In the summers, we returned to that porch, and, when he was in town, we smoked with my friend’s older brother. He lived in New York, then DC, then the Bay, but we could generally rely on seeing him every few months.
He overdosed this past summer, but last time, the evening light felt watery. We toked from a dusty bong, and from time to time, resin caught the bowl in the down-stem. My friend’s brother told me about his job, which sounded boring, but, for a job, it didn’t sound so bad. Behind us, the sun set without us noticing.
In a bookstore one time, I met a woman who had met a guy who had sold Animal Collective weed in high school. They’re another “come on, man” artist, but I can sympathize with a real particularity because they’re from where I’m from. We know the same lovely, desolate landscape.
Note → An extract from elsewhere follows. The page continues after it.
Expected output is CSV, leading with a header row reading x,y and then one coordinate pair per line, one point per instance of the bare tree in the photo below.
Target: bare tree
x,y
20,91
I can listen to their music and know that I am one person in this long, brotherly continuum of smoking at the reservoir, in the parking lot of the Jesuit school, the fairgrounds, the field where electrical pylons stagger like wayward giants moving West.
One time, I picked this girl up in the battered four-door that my brother and I shared, and I smoked her out on the shore of the reservoir. I told a bad joke, and she didn’t find it funny. When we hooked up in the backseat, I was too high to get it up, and so we just sat there and sweated. We listened to country music from the four-door’s tinny speakers, and the summer made noise outside. We breathed very carefully and waited on something.